Theo: On the one hand very positive because engineers have so much to offer the world! Although nothing comes naturally. An example. The coalition partners plan to build an additional 100,000 houses a year. That's great news, of course. But where do you build all those houses, how do you heat all those new houses in times of an energy transition, how do you make them climate-proof, and do we build more sustainably and faster than ever before with, at the same time, major labour shortages?

These kinds of issues are diverse and complex, requiring new techniques and a systems approach. That is what engineers are educated in, and we will desperately need them to make this great reconstruction of the Netherlands possible.
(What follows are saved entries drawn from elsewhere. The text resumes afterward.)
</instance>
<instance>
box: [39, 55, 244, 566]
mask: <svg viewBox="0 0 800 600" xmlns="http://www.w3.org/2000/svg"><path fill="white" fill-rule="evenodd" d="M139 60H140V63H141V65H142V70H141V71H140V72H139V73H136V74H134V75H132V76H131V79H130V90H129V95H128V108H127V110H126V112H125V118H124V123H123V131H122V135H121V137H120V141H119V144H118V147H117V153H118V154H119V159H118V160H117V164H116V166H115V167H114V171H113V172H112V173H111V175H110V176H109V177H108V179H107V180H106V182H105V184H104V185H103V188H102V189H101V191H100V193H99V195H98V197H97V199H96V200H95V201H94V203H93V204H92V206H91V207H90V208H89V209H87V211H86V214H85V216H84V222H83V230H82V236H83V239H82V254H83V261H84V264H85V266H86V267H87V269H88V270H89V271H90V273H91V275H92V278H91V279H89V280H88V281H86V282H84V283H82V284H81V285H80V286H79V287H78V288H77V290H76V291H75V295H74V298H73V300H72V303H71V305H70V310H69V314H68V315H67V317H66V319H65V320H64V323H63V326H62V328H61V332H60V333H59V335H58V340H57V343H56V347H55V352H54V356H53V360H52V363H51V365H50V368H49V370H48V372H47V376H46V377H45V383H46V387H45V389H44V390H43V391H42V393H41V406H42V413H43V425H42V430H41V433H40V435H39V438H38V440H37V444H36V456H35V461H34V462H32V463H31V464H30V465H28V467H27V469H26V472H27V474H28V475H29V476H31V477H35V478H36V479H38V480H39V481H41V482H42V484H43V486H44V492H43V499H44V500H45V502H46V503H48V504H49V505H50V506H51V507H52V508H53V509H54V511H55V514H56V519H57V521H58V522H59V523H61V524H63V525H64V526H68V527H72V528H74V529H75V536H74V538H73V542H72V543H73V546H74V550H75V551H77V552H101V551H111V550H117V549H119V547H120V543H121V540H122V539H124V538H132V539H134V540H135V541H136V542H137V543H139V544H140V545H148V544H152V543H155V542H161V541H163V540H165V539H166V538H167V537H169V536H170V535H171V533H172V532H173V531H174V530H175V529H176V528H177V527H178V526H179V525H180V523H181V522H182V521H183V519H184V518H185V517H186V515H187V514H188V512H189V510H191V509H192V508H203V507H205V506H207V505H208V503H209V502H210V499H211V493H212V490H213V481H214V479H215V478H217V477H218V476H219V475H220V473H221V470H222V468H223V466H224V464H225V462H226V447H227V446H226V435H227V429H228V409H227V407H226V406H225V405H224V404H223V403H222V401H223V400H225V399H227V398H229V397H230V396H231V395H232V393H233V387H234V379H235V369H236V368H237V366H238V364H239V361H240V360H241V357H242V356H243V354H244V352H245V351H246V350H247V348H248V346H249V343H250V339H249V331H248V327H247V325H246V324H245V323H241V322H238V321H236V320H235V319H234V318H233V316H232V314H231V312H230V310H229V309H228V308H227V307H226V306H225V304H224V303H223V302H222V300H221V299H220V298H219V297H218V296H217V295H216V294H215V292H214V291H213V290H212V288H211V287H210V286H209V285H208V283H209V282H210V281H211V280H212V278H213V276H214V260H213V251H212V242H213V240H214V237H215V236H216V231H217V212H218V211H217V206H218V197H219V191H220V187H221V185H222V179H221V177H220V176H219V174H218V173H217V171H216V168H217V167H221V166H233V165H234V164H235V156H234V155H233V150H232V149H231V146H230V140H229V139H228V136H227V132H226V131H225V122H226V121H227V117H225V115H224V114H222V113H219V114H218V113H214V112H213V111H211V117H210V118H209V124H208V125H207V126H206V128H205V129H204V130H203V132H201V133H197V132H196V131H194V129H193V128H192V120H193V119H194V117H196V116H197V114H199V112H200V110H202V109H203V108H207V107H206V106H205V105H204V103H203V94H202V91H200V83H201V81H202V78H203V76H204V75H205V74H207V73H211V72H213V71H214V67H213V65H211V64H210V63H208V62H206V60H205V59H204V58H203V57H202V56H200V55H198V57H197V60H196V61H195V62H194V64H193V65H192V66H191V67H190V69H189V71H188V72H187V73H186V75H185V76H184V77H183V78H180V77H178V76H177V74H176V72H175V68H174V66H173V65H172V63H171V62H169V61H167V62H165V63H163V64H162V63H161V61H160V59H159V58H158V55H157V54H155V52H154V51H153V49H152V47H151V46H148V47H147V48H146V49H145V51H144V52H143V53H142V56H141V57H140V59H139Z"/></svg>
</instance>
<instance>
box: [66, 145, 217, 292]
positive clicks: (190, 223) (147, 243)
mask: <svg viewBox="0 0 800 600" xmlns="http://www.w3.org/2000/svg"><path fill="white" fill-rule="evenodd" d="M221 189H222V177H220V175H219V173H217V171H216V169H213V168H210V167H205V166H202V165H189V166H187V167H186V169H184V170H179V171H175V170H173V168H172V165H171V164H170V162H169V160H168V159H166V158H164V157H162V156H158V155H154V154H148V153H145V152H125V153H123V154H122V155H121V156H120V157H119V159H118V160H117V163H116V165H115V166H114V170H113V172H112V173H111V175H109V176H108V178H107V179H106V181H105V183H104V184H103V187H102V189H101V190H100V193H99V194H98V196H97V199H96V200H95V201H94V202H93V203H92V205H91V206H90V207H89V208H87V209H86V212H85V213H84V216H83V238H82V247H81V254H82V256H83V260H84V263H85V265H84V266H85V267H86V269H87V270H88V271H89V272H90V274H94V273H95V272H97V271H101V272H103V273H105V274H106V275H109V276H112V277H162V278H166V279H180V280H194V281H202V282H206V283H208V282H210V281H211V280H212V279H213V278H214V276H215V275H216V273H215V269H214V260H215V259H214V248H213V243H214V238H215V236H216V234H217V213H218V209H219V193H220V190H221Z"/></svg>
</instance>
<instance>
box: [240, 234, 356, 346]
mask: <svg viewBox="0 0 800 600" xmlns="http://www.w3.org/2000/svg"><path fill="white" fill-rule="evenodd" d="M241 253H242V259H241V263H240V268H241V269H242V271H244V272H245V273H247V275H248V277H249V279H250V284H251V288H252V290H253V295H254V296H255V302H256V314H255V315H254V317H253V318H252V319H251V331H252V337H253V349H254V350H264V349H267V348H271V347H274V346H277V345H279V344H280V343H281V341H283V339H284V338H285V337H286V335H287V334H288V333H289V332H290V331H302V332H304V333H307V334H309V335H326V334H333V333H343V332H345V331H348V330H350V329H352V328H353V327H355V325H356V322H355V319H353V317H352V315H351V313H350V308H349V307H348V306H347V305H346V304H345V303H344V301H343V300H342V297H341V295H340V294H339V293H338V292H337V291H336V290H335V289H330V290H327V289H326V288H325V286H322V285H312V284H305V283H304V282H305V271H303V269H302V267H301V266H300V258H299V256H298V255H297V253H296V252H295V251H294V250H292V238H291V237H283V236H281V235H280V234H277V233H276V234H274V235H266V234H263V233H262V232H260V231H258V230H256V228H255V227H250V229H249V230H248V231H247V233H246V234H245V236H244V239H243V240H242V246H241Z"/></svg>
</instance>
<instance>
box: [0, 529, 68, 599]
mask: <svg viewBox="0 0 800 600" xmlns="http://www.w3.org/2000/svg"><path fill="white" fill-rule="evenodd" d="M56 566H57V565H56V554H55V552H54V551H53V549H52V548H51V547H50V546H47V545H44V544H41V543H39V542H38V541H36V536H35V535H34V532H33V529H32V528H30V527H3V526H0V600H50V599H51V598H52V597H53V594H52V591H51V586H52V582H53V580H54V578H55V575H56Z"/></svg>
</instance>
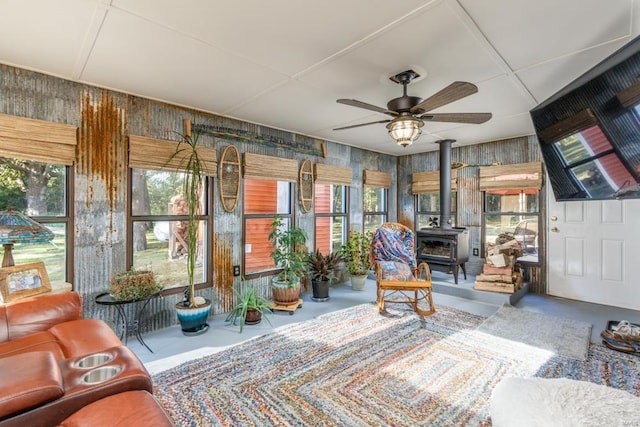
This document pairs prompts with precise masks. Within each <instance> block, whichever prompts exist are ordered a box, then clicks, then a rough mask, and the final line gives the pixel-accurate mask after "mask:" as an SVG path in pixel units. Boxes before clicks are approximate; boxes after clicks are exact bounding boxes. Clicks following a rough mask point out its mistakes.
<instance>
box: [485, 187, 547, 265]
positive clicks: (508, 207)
mask: <svg viewBox="0 0 640 427" xmlns="http://www.w3.org/2000/svg"><path fill="white" fill-rule="evenodd" d="M539 198H540V194H539V191H538V190H533V189H527V190H487V191H485V197H484V234H485V250H486V245H487V244H489V243H495V242H496V238H498V237H499V236H509V237H512V238H514V239H516V240H517V241H519V242H520V245H521V246H522V250H523V257H522V258H520V260H526V261H530V262H538V244H539V241H538V236H539V226H538V224H539V218H540V205H539ZM505 233H508V234H505Z"/></svg>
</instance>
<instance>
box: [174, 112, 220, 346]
mask: <svg viewBox="0 0 640 427" xmlns="http://www.w3.org/2000/svg"><path fill="white" fill-rule="evenodd" d="M185 125H186V131H185V134H184V135H180V136H181V140H180V141H179V142H178V145H177V146H176V151H175V152H174V153H173V155H172V156H171V158H170V159H169V161H168V162H170V161H176V160H177V162H178V163H179V165H180V167H179V169H178V172H182V173H183V174H184V179H183V183H182V197H183V198H184V202H185V204H186V205H187V209H188V210H187V217H188V220H187V233H186V237H187V238H186V244H187V280H188V284H187V289H186V290H185V297H184V299H183V301H181V302H178V303H177V304H176V313H177V315H178V320H179V321H180V325H181V327H182V333H183V334H185V335H199V334H202V333H204V332H206V331H207V330H208V329H209V325H208V324H207V319H208V317H209V313H210V311H211V301H209V300H207V299H205V298H203V297H199V296H196V295H195V268H196V261H197V259H198V246H199V245H198V235H199V233H200V230H199V228H200V219H199V216H200V214H201V206H202V193H203V183H204V178H205V176H206V175H207V173H206V166H205V162H204V160H203V159H202V158H201V157H200V155H199V153H198V149H197V142H198V136H199V132H198V131H195V132H194V133H193V134H192V133H191V122H190V121H189V120H185Z"/></svg>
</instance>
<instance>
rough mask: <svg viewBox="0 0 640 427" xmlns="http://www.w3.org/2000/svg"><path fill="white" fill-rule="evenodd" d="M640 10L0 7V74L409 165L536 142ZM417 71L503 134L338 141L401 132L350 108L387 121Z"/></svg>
mask: <svg viewBox="0 0 640 427" xmlns="http://www.w3.org/2000/svg"><path fill="white" fill-rule="evenodd" d="M639 1H640V0H607V1H604V0H535V1H532V0H430V1H428V0H395V1H389V0H322V1H311V0H306V1H305V0H270V1H264V0H236V1H221V0H188V1H176V0H55V1H51V0H0V62H2V63H5V64H9V65H14V66H17V67H22V68H27V69H31V70H36V71H40V72H43V73H47V74H51V75H55V76H59V77H62V78H65V79H69V80H73V81H78V82H83V83H88V84H91V85H95V86H99V87H105V88H110V89H115V90H118V91H122V92H127V93H131V94H135V95H139V96H143V97H147V98H153V99H158V100H162V101H166V102H170V103H173V104H178V105H184V106H188V107H193V108H196V109H199V110H202V111H206V112H211V113H215V114H220V115H224V116H229V117H234V118H238V119H241V120H244V121H249V122H254V123H258V124H263V125H267V126H271V127H275V128H280V129H284V130H289V131H293V132H296V133H300V134H304V135H309V136H313V137H317V138H322V139H326V140H330V141H336V142H340V143H343V144H348V145H352V146H356V147H362V148H366V149H369V150H373V151H377V152H381V153H389V154H394V155H403V154H413V153H420V152H425V151H432V150H437V148H438V146H437V144H434V143H433V142H434V141H436V140H439V139H442V138H451V139H454V140H456V141H457V143H456V144H454V146H460V145H469V144H477V143H481V142H486V141H492V140H500V139H504V138H510V137H515V136H522V135H530V134H533V126H532V124H531V120H530V117H529V110H530V109H532V108H533V107H534V106H535V105H537V104H539V103H540V102H542V101H544V100H545V99H546V98H547V97H549V96H551V95H552V94H553V93H555V92H556V91H558V90H559V89H561V88H562V87H563V86H565V85H566V84H567V83H569V82H571V81H572V80H573V79H575V78H576V77H578V76H579V75H581V74H582V73H583V72H585V71H586V70H587V69H589V68H590V67H592V66H593V65H595V64H597V63H598V62H599V61H601V60H602V59H604V58H605V57H606V56H608V55H609V54H610V53H612V52H614V51H615V50H616V49H618V48H619V47H621V46H622V45H624V44H625V43H626V42H628V41H630V39H631V38H633V37H634V36H636V35H637V34H638V23H639V22H640V21H639V19H640V12H639V11H638V2H639ZM409 68H412V69H414V70H416V71H418V72H419V73H420V74H422V76H421V78H419V79H418V80H416V81H414V82H412V83H411V84H410V85H409V86H408V93H409V95H414V96H420V97H422V98H426V97H428V96H430V95H432V94H434V93H435V92H437V91H439V90H440V89H442V88H444V87H445V86H447V85H449V84H450V83H452V82H453V81H456V80H463V81H469V82H472V83H474V84H476V85H477V86H478V88H479V92H478V93H477V94H475V95H471V96H469V97H467V98H464V99H462V100H459V101H457V102H455V103H452V104H449V105H446V106H444V107H440V108H438V109H436V110H434V111H433V112H491V113H493V118H492V119H491V120H489V121H488V122H486V123H484V124H481V125H470V124H455V123H434V122H427V123H426V124H425V127H424V128H423V129H424V133H423V135H422V136H421V137H420V139H419V140H418V141H417V142H416V143H414V144H413V145H412V146H410V147H408V148H401V147H398V146H396V145H395V143H394V142H393V140H392V139H391V138H390V137H389V136H388V135H387V131H386V128H385V127H384V124H374V125H370V126H365V127H360V128H355V129H349V130H341V131H334V130H332V129H333V128H335V127H340V126H345V125H351V124H356V123H363V122H368V121H376V120H383V119H386V118H388V116H385V115H382V114H378V113H375V112H372V111H369V110H364V109H360V108H355V107H350V106H346V105H341V104H338V103H336V99H338V98H354V99H358V100H360V101H363V102H366V103H369V104H374V105H378V106H380V107H386V103H387V101H388V100H390V99H391V98H395V97H398V96H400V95H402V87H401V86H399V85H397V84H395V83H392V82H391V81H389V80H388V77H389V76H392V75H394V74H396V73H398V72H400V71H404V70H406V69H409ZM0 96H2V95H1V94H0Z"/></svg>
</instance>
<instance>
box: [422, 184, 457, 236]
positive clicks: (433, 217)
mask: <svg viewBox="0 0 640 427" xmlns="http://www.w3.org/2000/svg"><path fill="white" fill-rule="evenodd" d="M415 208H416V215H415V229H416V230H420V229H421V228H432V227H439V226H440V225H441V223H440V193H423V194H416V195H415ZM455 220H456V193H455V192H452V193H451V221H453V224H451V225H452V226H453V227H455V226H456V224H455Z"/></svg>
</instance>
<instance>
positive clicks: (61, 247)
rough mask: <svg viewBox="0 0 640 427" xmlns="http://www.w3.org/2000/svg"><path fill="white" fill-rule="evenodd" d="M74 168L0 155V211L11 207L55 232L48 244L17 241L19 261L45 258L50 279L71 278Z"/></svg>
mask: <svg viewBox="0 0 640 427" xmlns="http://www.w3.org/2000/svg"><path fill="white" fill-rule="evenodd" d="M71 175H72V173H71V168H70V167H67V166H65V165H61V164H50V163H41V162H36V161H29V160H18V159H10V158H3V157H0V210H5V209H7V208H8V207H12V208H13V209H16V210H18V211H20V212H22V213H24V214H26V215H28V216H29V217H31V218H33V219H34V220H35V221H37V222H39V223H41V224H43V225H44V226H46V227H47V228H49V229H50V230H51V231H53V234H54V236H55V237H54V239H53V240H52V241H50V242H46V243H37V244H24V243H23V244H16V245H15V246H14V248H13V252H12V253H13V258H14V260H15V262H16V264H23V263H28V262H36V261H44V263H45V265H46V268H47V274H48V275H49V279H50V280H51V281H72V280H73V268H72V266H73V261H72V259H71V256H72V253H73V252H72V251H71V243H70V242H71V238H72V235H71V230H72V219H71V216H70V212H73V209H72V208H71V201H72V200H73V197H70V193H69V190H70V188H71V179H72V176H71Z"/></svg>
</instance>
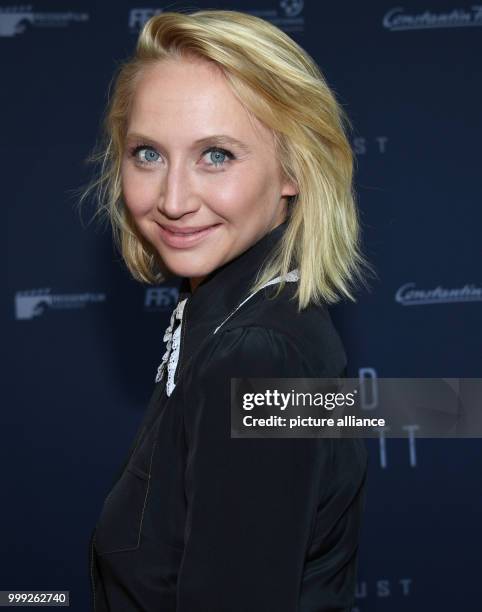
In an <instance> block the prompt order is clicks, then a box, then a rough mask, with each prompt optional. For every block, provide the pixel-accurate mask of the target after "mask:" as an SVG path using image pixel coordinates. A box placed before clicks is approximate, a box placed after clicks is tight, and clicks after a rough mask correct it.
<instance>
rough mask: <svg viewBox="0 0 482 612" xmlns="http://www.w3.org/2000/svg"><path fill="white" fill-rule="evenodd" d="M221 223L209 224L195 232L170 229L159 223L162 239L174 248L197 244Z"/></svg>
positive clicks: (182, 247)
mask: <svg viewBox="0 0 482 612" xmlns="http://www.w3.org/2000/svg"><path fill="white" fill-rule="evenodd" d="M220 225H221V224H220V223H216V224H214V225H208V226H207V227H205V228H204V229H201V230H197V231H193V232H176V231H172V230H169V229H168V228H166V227H164V226H163V225H160V224H158V227H159V229H160V233H161V239H162V240H163V242H165V243H166V244H167V245H168V246H171V247H174V248H184V247H188V246H191V245H193V244H197V243H198V242H200V241H201V240H203V239H204V238H205V237H206V236H208V235H209V234H211V233H212V232H213V231H215V230H216V229H217V228H218V227H219V226H220Z"/></svg>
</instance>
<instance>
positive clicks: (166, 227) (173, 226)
mask: <svg viewBox="0 0 482 612" xmlns="http://www.w3.org/2000/svg"><path fill="white" fill-rule="evenodd" d="M161 227H163V228H164V229H165V230H167V231H169V232H171V233H173V234H176V235H178V234H195V233H197V232H202V231H204V230H206V229H208V228H210V227H213V226H212V225H202V226H197V227H174V226H172V225H164V224H163V225H161Z"/></svg>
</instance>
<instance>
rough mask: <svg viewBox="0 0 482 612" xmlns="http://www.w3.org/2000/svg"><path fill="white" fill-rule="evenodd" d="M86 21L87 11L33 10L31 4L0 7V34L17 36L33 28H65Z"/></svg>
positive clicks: (2, 35)
mask: <svg viewBox="0 0 482 612" xmlns="http://www.w3.org/2000/svg"><path fill="white" fill-rule="evenodd" d="M87 21H89V14H88V13H74V12H73V11H64V12H46V11H34V10H33V8H32V5H31V4H25V5H15V6H7V7H0V36H17V35H19V34H24V33H25V32H28V31H29V30H31V29H33V28H65V27H67V26H69V25H70V24H71V23H85V22H87Z"/></svg>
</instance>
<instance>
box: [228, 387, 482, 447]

Therefore, on the other hand, we are very concerned about the cuts to higher education and innovation mentioned in the ‘’Hoofdlijnenakkoord’’ between the forming parties, such as the scrapping of the Growth Fund, cuts to the ‘’Fonds voor Wetenschap en Onderzoek’’. Particularly about the cuts to the Sector Plans for which the council made such a beautiful national plan a year and a half ago, and to which young, talented scientists with permanent contracts have now been appointed to a large proportion of the nearly 200 positions in the engineering domain.

In addition, recruiting engineering students is a challenge when you realise that currently 60% of school students choose studies other than natural, medical, agriculture or engineering sciences.

Marjolein adds: Our tech promotion could really be better. The potential is there, because technology is at the basis of many things that young people care about, such as the climate, good public transport and a clean environment. As a sector, we will have to work harder to get the message across that technology is a relevant link in our future transitions. The council can make a difference by uniting the relevant parties to jointly get this promotion up and running. Plenty of work to be done!

Sectorplan Techniek

The Dutch Ministry of Education, Culture and Science has allocated 200 million a year for investment in higher education, of which 40 million a year is allocated to the Engineering and Technology domain. In the first Sectorplan Techniek (launched in 2019), only the constructive sciences were included; in this second Sector Plan, design engineering sciences and crossover programmes are also included, as they play a major role in developing the right solutions for societal transitions.

The Raad van Technische Wetenschappen is the entry point for the Monitoring Committee, which monitors progress on these two plans.